Со многими Господь говорит и через общественное действие. Не случайно большинство народов, включая наш, стали христианскими именно вследствие решений, принятых властью и воспринятых обществом. На призыв Христа отвечают не только индивидуумы, тем более "анонимные", как предполагает Андрей Сергеевич, но и целые народы. Соглашусь со своим многолетним добрым собеседником Кшиштофом Занусси в том, что вера не должна инструментализироваться в угоду власти. Но вот с тем, что это "грех Константина", я все-таки не согласен. Когда власть, Церковь и народ вместе придерживаются евангельских идеалов – это не только не "грех", это вершина христианского устроения общества, и именно так мыслило большинство святых, древних и недавних. Да, идеал симфонии подчас искажался – то ради греховного стремления духовенства к мирской власти, то ради не менее опасного стремления подчинить Церковь чисто земным интересам, интересам власть имущих или оппозиционеров. Но отказываться от этого идеала – значит отказываться от самой сути христианского общественного наследия, подневольное забвение которого приводит в тупик многие западные христианские общины и в возвращении к которому – их шанс на новую жизнь.
Как ни странно, я бы не хотел делать из этих размышлений какие-то выводы. В любом случае наш нынешний диалог, диалог верующих и неверующих, надо продолжать.

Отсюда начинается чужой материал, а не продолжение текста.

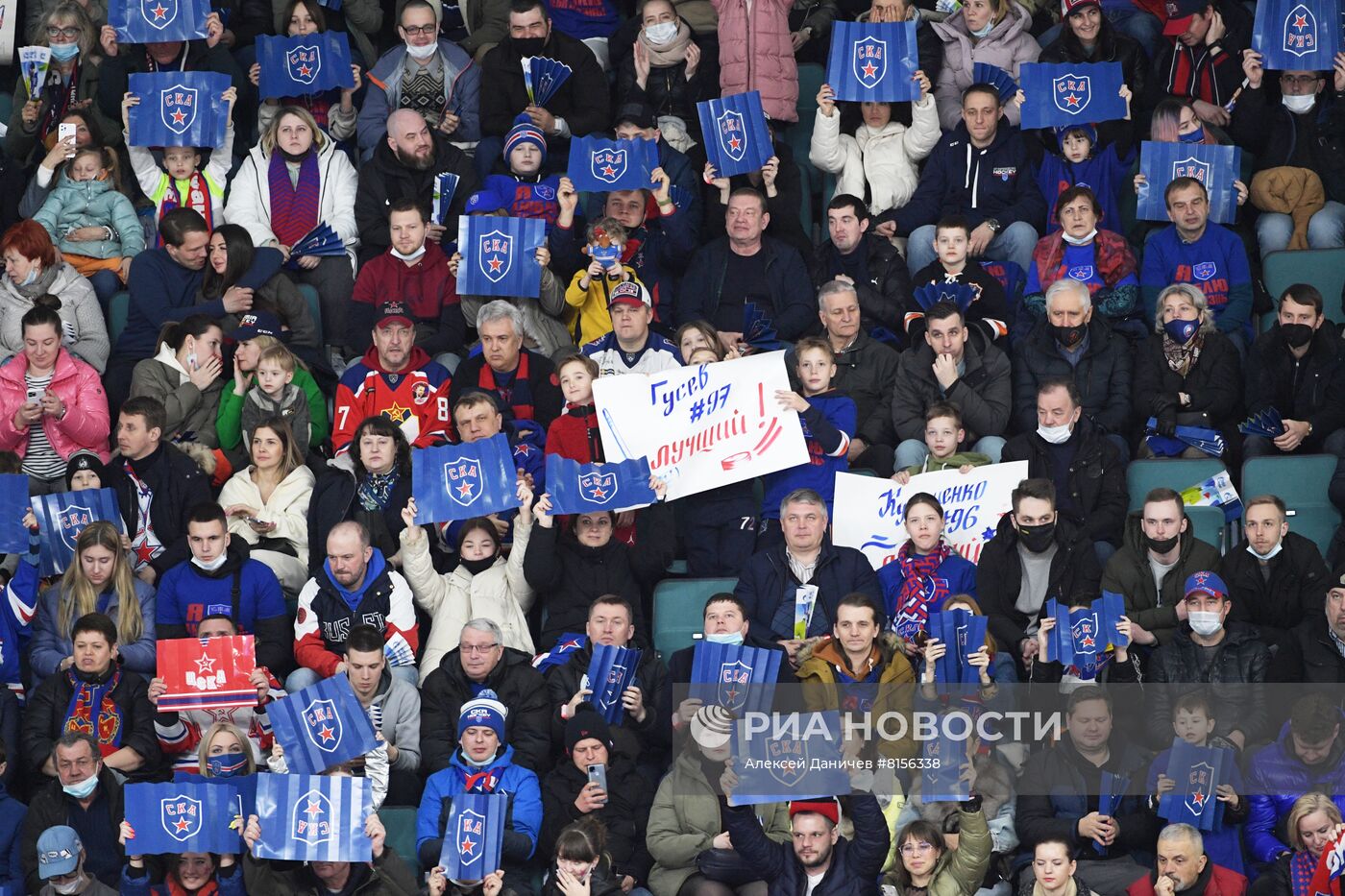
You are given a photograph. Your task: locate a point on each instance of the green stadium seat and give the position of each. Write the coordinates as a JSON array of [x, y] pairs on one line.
[[1301, 483], [117, 309], [679, 610], [400, 824]]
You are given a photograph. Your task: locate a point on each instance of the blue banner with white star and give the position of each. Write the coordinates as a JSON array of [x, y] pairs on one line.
[[322, 725], [873, 62], [178, 109], [182, 817], [1071, 93], [500, 255]]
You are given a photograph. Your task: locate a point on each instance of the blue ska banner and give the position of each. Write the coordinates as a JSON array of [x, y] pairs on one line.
[[796, 757], [582, 489], [1213, 166], [178, 109], [873, 62], [474, 835], [182, 818], [500, 255], [1297, 34], [736, 677], [306, 64], [158, 20], [1197, 771], [322, 725], [13, 496], [599, 164], [309, 818], [609, 673], [460, 482], [736, 137], [1071, 93], [63, 516]]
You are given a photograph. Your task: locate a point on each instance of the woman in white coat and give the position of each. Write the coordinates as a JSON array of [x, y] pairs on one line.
[[266, 503], [878, 161], [484, 586], [292, 181]]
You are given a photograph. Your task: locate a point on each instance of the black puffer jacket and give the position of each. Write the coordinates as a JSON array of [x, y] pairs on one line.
[[1073, 579], [1239, 660], [1096, 478], [1213, 383], [1102, 375]]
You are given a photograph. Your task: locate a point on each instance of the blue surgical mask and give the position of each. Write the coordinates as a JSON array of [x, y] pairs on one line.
[[226, 764], [1181, 331], [723, 638], [84, 788]]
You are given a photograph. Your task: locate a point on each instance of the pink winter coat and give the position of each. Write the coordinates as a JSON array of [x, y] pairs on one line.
[[756, 54], [1008, 46], [85, 425]]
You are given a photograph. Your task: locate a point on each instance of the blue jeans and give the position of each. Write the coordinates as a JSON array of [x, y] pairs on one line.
[[912, 452], [1012, 244], [1325, 229]]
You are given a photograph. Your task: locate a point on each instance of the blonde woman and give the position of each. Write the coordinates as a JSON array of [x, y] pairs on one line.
[[292, 181], [266, 503], [98, 580]]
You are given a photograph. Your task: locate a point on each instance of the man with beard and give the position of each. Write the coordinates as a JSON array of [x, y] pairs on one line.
[[404, 167], [1184, 869]]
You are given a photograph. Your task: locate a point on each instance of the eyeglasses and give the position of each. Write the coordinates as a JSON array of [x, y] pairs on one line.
[[477, 648]]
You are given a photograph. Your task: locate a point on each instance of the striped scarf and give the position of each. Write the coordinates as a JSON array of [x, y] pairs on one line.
[[293, 208], [90, 700]]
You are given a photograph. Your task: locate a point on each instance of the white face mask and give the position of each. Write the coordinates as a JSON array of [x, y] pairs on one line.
[[423, 53], [661, 34], [1300, 104], [1055, 435], [1204, 623]]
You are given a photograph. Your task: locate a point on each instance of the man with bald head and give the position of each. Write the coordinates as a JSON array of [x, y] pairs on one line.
[[355, 586], [404, 167]]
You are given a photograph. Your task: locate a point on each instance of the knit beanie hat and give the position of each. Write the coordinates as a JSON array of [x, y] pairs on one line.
[[486, 711], [524, 131]]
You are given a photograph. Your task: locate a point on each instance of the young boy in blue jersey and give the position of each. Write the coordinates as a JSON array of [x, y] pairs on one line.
[[829, 422]]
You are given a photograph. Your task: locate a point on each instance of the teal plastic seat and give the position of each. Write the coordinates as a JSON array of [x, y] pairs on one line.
[[679, 610]]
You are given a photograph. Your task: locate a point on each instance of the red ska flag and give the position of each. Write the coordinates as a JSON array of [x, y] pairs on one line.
[[208, 673]]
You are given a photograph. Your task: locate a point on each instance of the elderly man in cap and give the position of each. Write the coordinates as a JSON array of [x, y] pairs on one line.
[[394, 379], [61, 859], [1208, 648]]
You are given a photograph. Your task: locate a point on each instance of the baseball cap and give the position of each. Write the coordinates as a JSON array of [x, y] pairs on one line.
[[257, 323], [1206, 583], [58, 852], [1180, 13], [629, 294], [394, 311]]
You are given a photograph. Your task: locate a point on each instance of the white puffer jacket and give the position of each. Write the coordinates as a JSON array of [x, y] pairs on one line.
[[887, 159]]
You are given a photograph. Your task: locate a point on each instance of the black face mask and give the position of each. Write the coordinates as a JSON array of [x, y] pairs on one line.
[[1038, 539], [477, 567], [1161, 545], [1295, 335], [1068, 336], [527, 46]]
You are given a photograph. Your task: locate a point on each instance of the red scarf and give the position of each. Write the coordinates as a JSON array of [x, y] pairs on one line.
[[293, 207]]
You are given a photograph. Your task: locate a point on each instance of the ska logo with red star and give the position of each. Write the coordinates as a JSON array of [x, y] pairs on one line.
[[179, 108], [160, 13], [305, 63], [181, 817], [323, 724], [1071, 93], [870, 61], [497, 254]]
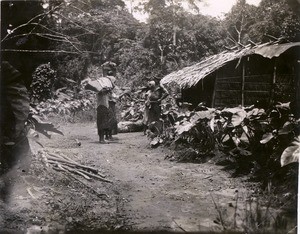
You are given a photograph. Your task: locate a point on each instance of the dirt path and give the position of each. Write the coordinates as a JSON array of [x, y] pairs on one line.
[[149, 192]]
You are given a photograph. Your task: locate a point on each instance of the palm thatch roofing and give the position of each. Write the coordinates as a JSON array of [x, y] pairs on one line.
[[191, 75]]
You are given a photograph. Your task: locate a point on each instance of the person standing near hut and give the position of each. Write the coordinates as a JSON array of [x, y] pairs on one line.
[[103, 86], [106, 118], [154, 96]]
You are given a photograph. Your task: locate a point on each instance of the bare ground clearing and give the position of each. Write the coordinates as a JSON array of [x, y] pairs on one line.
[[148, 193]]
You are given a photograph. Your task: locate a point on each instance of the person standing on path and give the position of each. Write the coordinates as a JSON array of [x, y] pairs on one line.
[[154, 96]]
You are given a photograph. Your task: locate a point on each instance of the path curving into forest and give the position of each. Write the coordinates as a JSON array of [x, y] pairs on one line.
[[148, 193]]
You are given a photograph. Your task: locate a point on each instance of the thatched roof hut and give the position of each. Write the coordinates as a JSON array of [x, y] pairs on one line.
[[238, 77]]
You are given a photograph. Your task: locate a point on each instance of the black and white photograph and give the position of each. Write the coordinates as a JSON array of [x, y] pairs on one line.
[[149, 116]]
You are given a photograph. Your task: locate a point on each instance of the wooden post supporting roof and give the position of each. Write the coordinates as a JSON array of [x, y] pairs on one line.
[[214, 91], [274, 76], [243, 82]]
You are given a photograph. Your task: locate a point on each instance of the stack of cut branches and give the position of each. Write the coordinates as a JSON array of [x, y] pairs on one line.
[[63, 163]]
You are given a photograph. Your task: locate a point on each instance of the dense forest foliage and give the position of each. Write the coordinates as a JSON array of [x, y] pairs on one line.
[[57, 44], [75, 35]]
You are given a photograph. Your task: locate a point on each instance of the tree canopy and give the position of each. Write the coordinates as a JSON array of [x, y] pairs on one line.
[[72, 35]]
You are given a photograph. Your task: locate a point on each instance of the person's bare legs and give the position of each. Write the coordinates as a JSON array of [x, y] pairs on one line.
[[101, 137]]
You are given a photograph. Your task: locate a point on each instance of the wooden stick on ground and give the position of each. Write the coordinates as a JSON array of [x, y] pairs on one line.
[[72, 163], [100, 195], [95, 176], [76, 172], [75, 165]]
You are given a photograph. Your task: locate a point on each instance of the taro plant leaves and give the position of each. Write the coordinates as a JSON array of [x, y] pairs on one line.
[[291, 153]]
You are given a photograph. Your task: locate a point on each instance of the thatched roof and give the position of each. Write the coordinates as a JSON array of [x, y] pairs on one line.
[[191, 75]]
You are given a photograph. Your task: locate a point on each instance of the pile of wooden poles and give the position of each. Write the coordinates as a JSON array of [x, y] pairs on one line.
[[63, 163]]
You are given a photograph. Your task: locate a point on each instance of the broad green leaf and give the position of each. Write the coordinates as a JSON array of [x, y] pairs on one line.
[[184, 127], [238, 117], [291, 153], [286, 129], [266, 138]]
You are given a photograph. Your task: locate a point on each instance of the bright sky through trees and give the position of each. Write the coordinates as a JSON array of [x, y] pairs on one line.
[[216, 8]]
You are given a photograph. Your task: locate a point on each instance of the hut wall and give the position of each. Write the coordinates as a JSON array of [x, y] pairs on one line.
[[202, 92], [262, 81]]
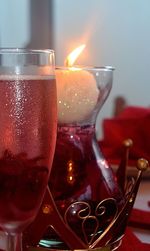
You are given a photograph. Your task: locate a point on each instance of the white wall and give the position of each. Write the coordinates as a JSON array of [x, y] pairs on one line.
[[14, 23], [117, 33]]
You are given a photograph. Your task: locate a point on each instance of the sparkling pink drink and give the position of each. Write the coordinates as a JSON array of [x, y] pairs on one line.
[[28, 119]]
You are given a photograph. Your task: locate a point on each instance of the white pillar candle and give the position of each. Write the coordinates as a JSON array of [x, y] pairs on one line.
[[77, 94]]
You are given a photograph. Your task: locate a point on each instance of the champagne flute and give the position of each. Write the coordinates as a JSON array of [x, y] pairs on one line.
[[27, 136]]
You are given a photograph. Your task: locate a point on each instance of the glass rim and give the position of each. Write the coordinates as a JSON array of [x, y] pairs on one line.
[[25, 51], [84, 67]]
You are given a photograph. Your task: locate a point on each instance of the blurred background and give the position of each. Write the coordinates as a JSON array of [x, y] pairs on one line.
[[115, 33]]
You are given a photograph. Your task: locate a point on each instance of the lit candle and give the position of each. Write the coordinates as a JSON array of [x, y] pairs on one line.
[[77, 92]]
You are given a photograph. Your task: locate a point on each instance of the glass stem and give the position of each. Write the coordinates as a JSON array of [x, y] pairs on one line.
[[14, 242]]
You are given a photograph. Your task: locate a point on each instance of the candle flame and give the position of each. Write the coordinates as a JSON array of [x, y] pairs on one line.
[[71, 58]]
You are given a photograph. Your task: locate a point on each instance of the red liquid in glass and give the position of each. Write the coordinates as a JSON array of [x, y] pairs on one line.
[[27, 140], [78, 175]]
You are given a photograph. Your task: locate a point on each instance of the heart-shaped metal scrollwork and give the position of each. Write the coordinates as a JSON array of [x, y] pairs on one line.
[[89, 219]]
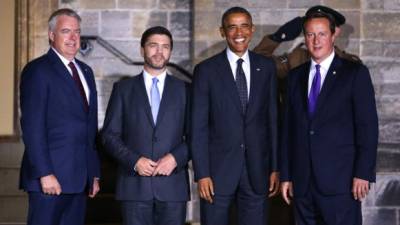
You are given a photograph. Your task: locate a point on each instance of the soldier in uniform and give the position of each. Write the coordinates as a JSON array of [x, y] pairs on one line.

И хорошо, если его итогом будет хотя бы признание друг за другом права предлагать обществу – не только российскому, но и мировому, безо всякой изоляции – свои пути устроения жизни и определения места в ней религии. Без попыток начать разговор с того, чтобы отказать одному из мировоззрений в праве если не на жизнь, то на общественное влияние. А там посмотрим... Пусть история рассудит, что у кого получится.